At the beginning of the month, the American Hospital Association (AHA) called for a two-year extension.

“Crucially, this will prevent harmful interruptions in the delivery of necessary patient care dependent on continued virtual prescribing of controlled substances without a prior in-person evaluation, as well as ensure adequate time for rulemaking to establish a permanent pathway,” the AHA said in letters it sent to the U.S. Department of Health & Human Services (HHS) and the DEA.

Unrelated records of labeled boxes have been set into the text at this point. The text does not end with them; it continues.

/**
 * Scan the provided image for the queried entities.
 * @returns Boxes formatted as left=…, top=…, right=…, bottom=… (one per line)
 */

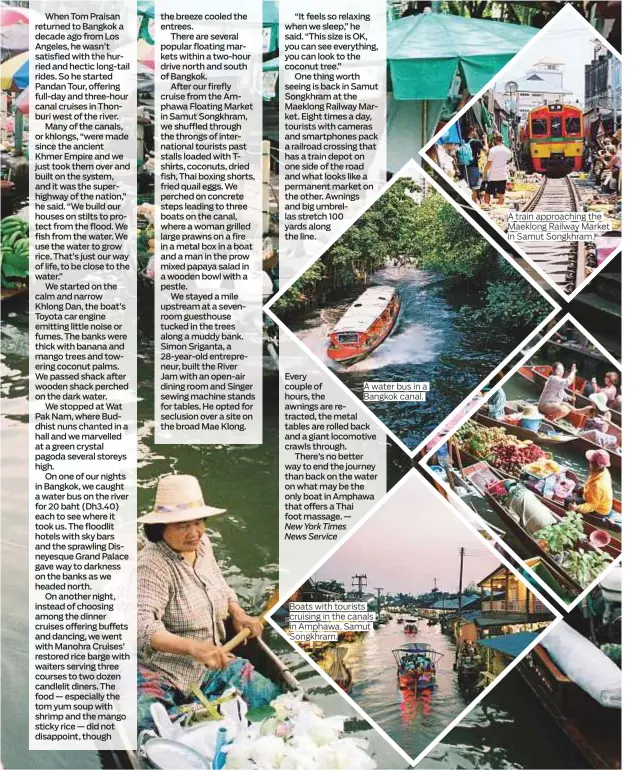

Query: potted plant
left=563, top=548, right=612, bottom=588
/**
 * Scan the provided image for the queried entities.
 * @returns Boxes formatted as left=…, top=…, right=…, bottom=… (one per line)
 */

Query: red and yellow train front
left=527, top=104, right=584, bottom=176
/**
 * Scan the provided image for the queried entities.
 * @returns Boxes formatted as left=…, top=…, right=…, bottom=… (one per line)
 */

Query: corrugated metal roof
left=331, top=286, right=396, bottom=333
left=430, top=594, right=480, bottom=610
left=478, top=631, right=539, bottom=658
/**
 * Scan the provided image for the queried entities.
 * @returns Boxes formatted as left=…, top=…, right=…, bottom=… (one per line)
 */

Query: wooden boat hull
left=327, top=294, right=401, bottom=366
left=454, top=452, right=622, bottom=576
left=517, top=366, right=622, bottom=427
left=516, top=644, right=622, bottom=770
left=460, top=451, right=622, bottom=536
left=473, top=412, right=577, bottom=448
left=504, top=402, right=622, bottom=470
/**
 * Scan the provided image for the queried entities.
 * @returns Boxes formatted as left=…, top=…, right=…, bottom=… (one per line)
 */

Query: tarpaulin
left=387, top=13, right=538, bottom=100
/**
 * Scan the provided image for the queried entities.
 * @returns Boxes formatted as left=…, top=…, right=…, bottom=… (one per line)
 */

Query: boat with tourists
left=392, top=642, right=443, bottom=691
left=516, top=568, right=622, bottom=769
left=517, top=364, right=622, bottom=427
left=454, top=454, right=621, bottom=593
left=502, top=399, right=622, bottom=469
left=327, top=286, right=400, bottom=366
left=403, top=618, right=418, bottom=635
left=473, top=401, right=580, bottom=448
left=454, top=642, right=484, bottom=690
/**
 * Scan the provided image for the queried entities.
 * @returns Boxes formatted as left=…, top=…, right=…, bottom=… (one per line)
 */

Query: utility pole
left=455, top=546, right=464, bottom=668
left=352, top=575, right=367, bottom=599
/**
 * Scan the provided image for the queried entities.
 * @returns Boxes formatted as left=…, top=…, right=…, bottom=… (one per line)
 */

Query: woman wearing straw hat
left=580, top=392, right=619, bottom=450
left=137, top=475, right=280, bottom=730
left=568, top=449, right=613, bottom=516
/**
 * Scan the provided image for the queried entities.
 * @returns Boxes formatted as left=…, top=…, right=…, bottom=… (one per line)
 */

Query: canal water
left=286, top=267, right=522, bottom=449
left=1, top=304, right=583, bottom=770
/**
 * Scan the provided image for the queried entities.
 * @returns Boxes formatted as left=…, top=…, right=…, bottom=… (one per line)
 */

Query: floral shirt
left=137, top=535, right=238, bottom=692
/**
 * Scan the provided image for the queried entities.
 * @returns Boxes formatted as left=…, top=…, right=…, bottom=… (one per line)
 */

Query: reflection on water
left=294, top=267, right=521, bottom=449
left=1, top=303, right=583, bottom=770
left=504, top=374, right=621, bottom=492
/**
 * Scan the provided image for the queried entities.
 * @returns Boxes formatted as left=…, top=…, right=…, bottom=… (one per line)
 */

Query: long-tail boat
left=517, top=364, right=622, bottom=427
left=392, top=642, right=443, bottom=691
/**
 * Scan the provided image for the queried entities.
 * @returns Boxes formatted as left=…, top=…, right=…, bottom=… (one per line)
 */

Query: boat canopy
left=331, top=286, right=396, bottom=334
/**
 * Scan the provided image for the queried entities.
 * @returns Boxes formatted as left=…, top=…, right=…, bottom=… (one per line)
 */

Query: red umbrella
left=15, top=88, right=29, bottom=115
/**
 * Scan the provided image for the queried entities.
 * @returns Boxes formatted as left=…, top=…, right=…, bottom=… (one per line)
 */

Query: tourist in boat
left=582, top=372, right=619, bottom=405
left=137, top=475, right=281, bottom=730
left=537, top=361, right=590, bottom=421
left=580, top=392, right=618, bottom=450
left=568, top=449, right=613, bottom=516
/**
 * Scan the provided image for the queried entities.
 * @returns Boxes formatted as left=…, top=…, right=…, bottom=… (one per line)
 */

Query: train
left=520, top=104, right=584, bottom=177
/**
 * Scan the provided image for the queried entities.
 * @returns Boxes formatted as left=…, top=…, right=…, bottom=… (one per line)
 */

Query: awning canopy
left=478, top=631, right=538, bottom=658
left=387, top=13, right=538, bottom=100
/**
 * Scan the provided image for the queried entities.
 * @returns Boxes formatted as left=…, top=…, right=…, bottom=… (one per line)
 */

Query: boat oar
left=221, top=588, right=279, bottom=652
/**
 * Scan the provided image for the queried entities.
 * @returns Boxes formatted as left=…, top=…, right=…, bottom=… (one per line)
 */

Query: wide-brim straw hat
left=588, top=393, right=608, bottom=412
left=139, top=474, right=226, bottom=524
left=586, top=449, right=610, bottom=468
left=522, top=404, right=543, bottom=420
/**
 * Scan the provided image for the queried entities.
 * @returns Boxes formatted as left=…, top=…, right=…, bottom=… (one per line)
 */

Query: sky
left=315, top=473, right=500, bottom=593
left=496, top=6, right=612, bottom=106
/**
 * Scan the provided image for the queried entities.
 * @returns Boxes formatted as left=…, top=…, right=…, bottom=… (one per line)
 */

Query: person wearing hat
left=484, top=131, right=513, bottom=206
left=568, top=449, right=613, bottom=516
left=137, top=475, right=281, bottom=730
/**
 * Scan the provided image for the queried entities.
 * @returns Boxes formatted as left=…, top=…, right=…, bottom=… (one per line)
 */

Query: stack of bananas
left=0, top=216, right=29, bottom=289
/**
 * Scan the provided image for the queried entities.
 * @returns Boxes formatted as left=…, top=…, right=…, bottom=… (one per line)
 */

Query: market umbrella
left=262, top=0, right=279, bottom=53
left=137, top=38, right=155, bottom=70
left=0, top=24, right=29, bottom=58
left=15, top=88, right=29, bottom=115
left=0, top=51, right=29, bottom=91
left=0, top=7, right=29, bottom=29
left=387, top=13, right=538, bottom=101
left=137, top=0, right=155, bottom=45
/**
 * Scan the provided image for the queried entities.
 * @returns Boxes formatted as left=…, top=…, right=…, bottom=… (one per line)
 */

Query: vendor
left=484, top=132, right=513, bottom=206
left=537, top=361, right=590, bottom=421
left=582, top=371, right=619, bottom=404
left=137, top=475, right=280, bottom=730
left=580, top=392, right=619, bottom=450
left=568, top=449, right=613, bottom=516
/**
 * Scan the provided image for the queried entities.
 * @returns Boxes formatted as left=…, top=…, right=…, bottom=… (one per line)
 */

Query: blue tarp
left=429, top=594, right=480, bottom=610
left=478, top=631, right=538, bottom=658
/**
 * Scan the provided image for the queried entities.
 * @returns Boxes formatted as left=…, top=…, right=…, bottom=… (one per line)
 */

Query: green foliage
left=275, top=178, right=549, bottom=330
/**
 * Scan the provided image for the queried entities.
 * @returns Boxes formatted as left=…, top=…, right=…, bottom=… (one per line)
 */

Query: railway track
left=520, top=177, right=585, bottom=294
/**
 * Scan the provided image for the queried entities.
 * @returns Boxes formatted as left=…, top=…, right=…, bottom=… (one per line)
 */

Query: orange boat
left=327, top=286, right=400, bottom=366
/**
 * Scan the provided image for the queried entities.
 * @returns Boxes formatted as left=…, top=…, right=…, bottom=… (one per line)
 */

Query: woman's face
left=163, top=519, right=206, bottom=551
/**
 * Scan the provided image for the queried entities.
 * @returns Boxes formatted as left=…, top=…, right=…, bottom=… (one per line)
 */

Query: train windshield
left=531, top=118, right=546, bottom=136
left=551, top=115, right=562, bottom=137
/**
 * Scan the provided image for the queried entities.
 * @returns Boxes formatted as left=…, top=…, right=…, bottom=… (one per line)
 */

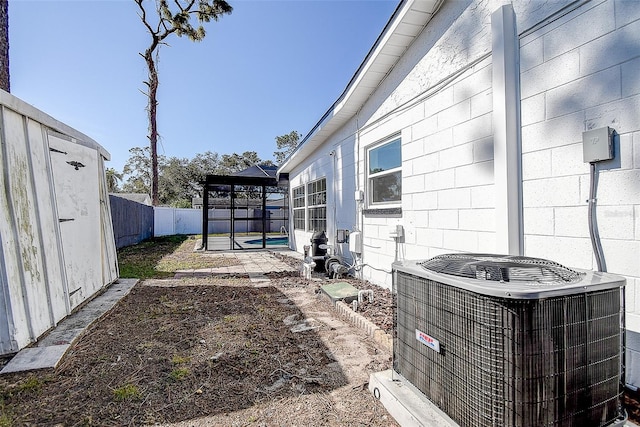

Congress passed a law requiring the DEA to develop a special registration process that would allow approved health care providers to prescribe certain controlled substances without an in-person vision twice in the last 20 years; each time, the DEA has simply not produced that process.

Such a mandate was issued via legislation in 2008 as part of the Ryan Haight Act — the law that largely governs telehealth and prescribing — and again in the SUPPORT for Patients and Communities Act (SUPPORT Act) of 2018. However, some addiction treatment advocates think that pushing for the establishment of a special registration is “misguided.”

In March 2023, the DEA released two interrelated rules — one governed most Schedule II controlled substances while the other specifically applied to addiction treatment-focused medication. They were effectively shouted down by advocates. Since then, the DEA has extended its temporary telehealth flexibilities pending finalization of new rules.